Die Sperbereule zeichnete sich vor vielen anderen Gattungsverwandten schon dadurch aus, daß sie nicht absuchte, das heißt, daß sie nicht, niedrig über die Erde hinfliegend, ihren Raub zu überraschen strebte. Sie erwartete ihn vielmehr, wie die Würgerarten, sitzend. Deswegen mußte sie solche Stellen zu ihrem Aufenthaltsorte wählen, wo es von Mäusen wimmelte. Dies war auf dem oben erwähnten Schlage der Fall. Auf ihm waren alle Erhöhungen mit Mäuselöchern so durchgraben, daß ihre Ränder einem Durchschlage glichen. Einen ähnlichen Platz kenne ich in unseren Wäldern nicht, und daraus wird ihre merkwürdige und hartnäckige Anhänglichkeit an diesen Schlag und den darauf befindlichen Hegewisch begreiflich genug. Sie wählte also wenig erhöhte Gegenstände, welche ihr eine freie Aussicht, wo möglich ringsum, gewähren, damit sie eine hervorkommende Maus sogleich bemerken und erhaschen könne. Einst sahen wir sie fangen. Sie war vom Hegewische, welcher ihr durchaus den besten Standort gewährte, verscheucht worden und hatte sich auf die Spitze einer etwa funfzehn Meter hohen Fichte gesetzt. Von ihr aus fuhr sie plötzlich auf die Erde herab, und das Schreien einer Maus zeigte an, wie richtig sie gefaßt hatte; gleich darauf kam sie mit einem Klumpen Grashalmen in den Fängen empor und trug die darin befindliche Maus nahe stehenden hohen Tannen zu, in denen sie dem Auge entschwand. Sie verzehrte ohne Zweifel dort ihren Raub; denn sie braucht, da sie ihn, wie die Gattungsverwandten, fast ganz verschlingt, es nicht auf der Erde zu thun. Ich bin überzeugt, daß ihr bei ihrer Jagd ihr leises Gehör so gut wie ihr scharfes Gesicht behülflich ist. Die Maus, welche sie vor unseren Augen fing, war wenigstens fünfundzwanzig Schritte von ihr entfernt und in tiefem Grase verborgen. Offenbar hatte sie das geringe Geräusch, welches die Maus im dürren Grase verursachte, sogleich gehört, nun erst ihren Blick nach dieser Seite hingewandt und ihre Beute entdeckt.«

In der Gefangenschaft erhielt diese Eule Hausmäuse vorgeworfen. Sie biß ihnen zuerst den Kopf ab und verschluckte, wenn dieser verzehrt war, das übrige ganz. Am liebsten fraß sie an solchen Orten, an denen ihr Schwanz frei herabhängen konnte; doch nahm sie ihr Futter auch auf dem Boden sitzend zu sich. Des Nachts warf sie die Haare und Knochen in Gewöllen wieder aus.

»Die Habichtseule«, schließt mein Vater, »scheut starkes Schneegestöber. Am vierzehnten December 1820 schneite es sehr stark und unter heftigem Winde; dennoch gingen die anderen Vögel ihrer Nahrung nach. Die hier überwinternden Drosselarten waren in Bewegung, die Sperlinge, Bergfinken, Zeisige und Ammer, die Meisen, Kleiber und Baumläufer suchten ihre Nahrung, selbst eine Feldlerche lief und flog auf den Stoppeläckern herum.

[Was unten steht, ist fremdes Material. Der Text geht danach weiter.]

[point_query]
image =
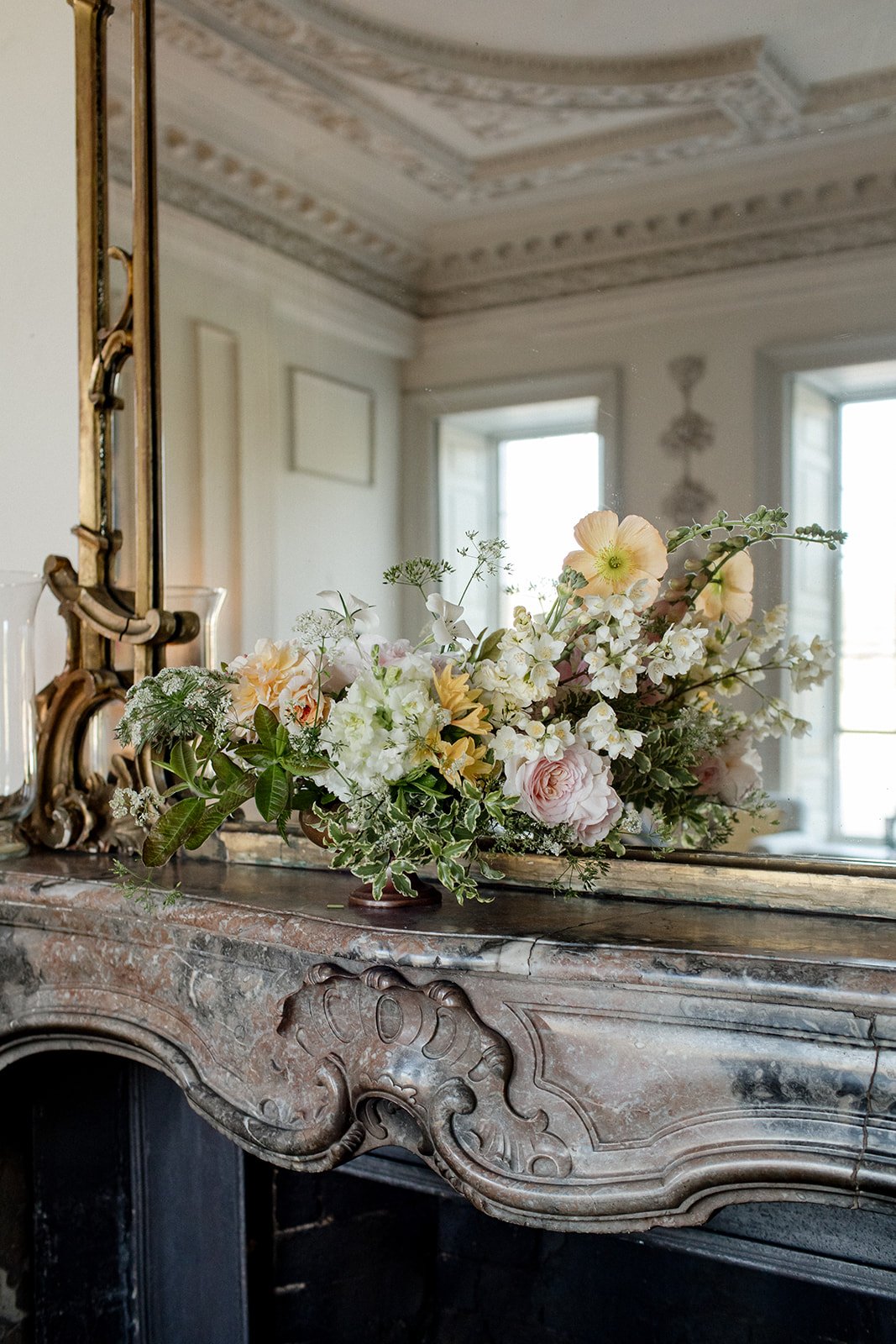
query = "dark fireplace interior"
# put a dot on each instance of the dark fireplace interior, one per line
(123, 1216)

Unsere Habichtseule aber kam erst nach zwölf Uhr hervor, setzte sich auf einen niedrigen Seitenast, besah sich das fürchterliche Wetter und verbarg sich wieder auf einer dichten Fichte. Nach zwei Uhr hörte es auf zu schneien, und jetzt erschien dieser schöne Vogel, setzte sich auf einen Fichtenwipfel und wollte seine Jagd beginnen. Ich schoß ihn, da ich ihn hinlänglich beobachtet hatte und nicht ohne Furcht war, er möchte sich doch bald aus der Gegend entfernen, herab und fand seinen Kopf mit Schnee, welcher wie Eiszapfen an den Scheitelfedern angefroren war, bedeckt.«


*


Quelle:
Brehms Thierleben. Allgemeine Kunde des Thierreichs, Fünfter Band, Zweite Abtheilung: Vögel, Zweiter Band: Raubvögel, Sperlingsvögel und Girrvögel. Leipzig: Verlag des Bibliographischen Instituts, 1882., S. 63-68.